In Part 2, I got to write about feeling inspired to do something for Jon. I touched on overcoming fear. I shared my creative process and making it work.
Part 3, was about physically giving Jon the gift. It was about getting validation for myself. It felt empty. It was a lot harder for me to write it. It didn’t flow easily.
What was the difference in writing the third part of the story?
Part 1, showed that we go through struggle. We can find comfort and understanding when someone is brave. Someone developing their talent and sharing it has a purpose. Realizing you may have some false beliefs and challenging them is important. You can accept and appreciate someone who might not share all of your beliefs or values. Worthwhile things can happen when you choose to broaden your view.
Part 2 said, it’s okay to follow your inner voice, even if it doesn’t seem like it flows with what society would do. Go for it, and try something that you’ve never done before. Embrace yourself and accept who you are.
Part 3, was written to show that I was able to accomplish my goal. I was validated in taking a chance. The fact that I felt that validation means I’m still struggling with doubt. The truth is, giving Jon something I made didn’t end up being the most important part. Everything that I did up to that point was about being authentic. I think something was lost in giving it to him. I know he liked it. I know he thought it was amazing… but I don’t think those are the things that really matter.

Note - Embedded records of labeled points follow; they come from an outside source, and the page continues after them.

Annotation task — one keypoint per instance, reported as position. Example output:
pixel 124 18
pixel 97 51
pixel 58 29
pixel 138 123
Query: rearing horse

Handing it to him, being able to tell him he had inspired me, saying everything that I wrote in Part 1 to him, is what would have given it meaning. To tell him what he had inspired in me. I wanted this puppet to somehow speak and say all those things, but it couldn’t.
Sometimes we put everything we are into something, we think it will give us a result that we are seeking, but it doesn’t.
The giving of the puppet fell short. Why?
I let fear alter how I gave it. I had put effort and thought into the gift, but not the act of giving it. I let my focus change. In the end, it became about making sure the gift got into his hands with no regard as to why. I wanted to give some of myself to him. I don’t know if he actually received the deeper part of me that I gave. I don’t know if he got it mentally. How could he know?
Something else I realized, is that sometimes we want to give part of ourselves to someone but they don’t need or want it. They might not be capable of even seeing it. Giving isn’t supposed to be about us and what we want to give. Giving is about offering and then allowing the other person to receive what they want or need. Giving isn’t forcing what/who you are or what you have on someone else. Giving is about opening up your gifts to share with the world and then allowing the world to partake if they choose to. I always thought giving meant someone had to take what was offered. It doesn’t. Giving can be done without someone receiving it. Giving is about the act of genuinely offering something to someone because you care about them. It’s not about doing something for your own gain. Giving is not about getting validation for yourself.
Can you imagine how much peace would be in our world if we just focused on the giving? Truly gave with no expectation in return…
How does it feel to give? How does it feel to take? How often do we give and expect something in return? Why do we always expect something for ourselves? Receiving a gift shouldn’t require payment in return. When I truly give someone something, they don’t owe me anything. I don’t give someone something so I can hear the words, “thank you”. I don’t give someone something so that I can feel good about being a giver. I don’t give something so I can show people I’m a good person. To truly give, our focus needs to be on bettering the life of someone else. If you do it for any other reason, is it really giving?
There have been countless times in my life that I’ve given something to someone. I have had an expectation of what I should receive in return. I have thought people should think highly of me for giving the gift. In those instances, did I really give? Or was I just trying to take something for myself?
I go back to the question, “What was the difference in writing the third part of the story?”
I believe the difference was, that in the first two parts, I got to share genuine parts of myself and things that I believe in. The third part, left me telling a part of the story that didn’t feel that meaningful because I wasn’t really sharing or giving a part of myself.
Be genuine. Be authentic. Give those parts to the world without expectation of what you can get in return, and you will find true happiness.
With Warmth,
~Peggy
Tell me:
After reading Parts 1, 2, and 3…
Did you get a different feeling from each one?
What were the differences you felt?
Can you see the difference in giving freely vs. giving with an expectation?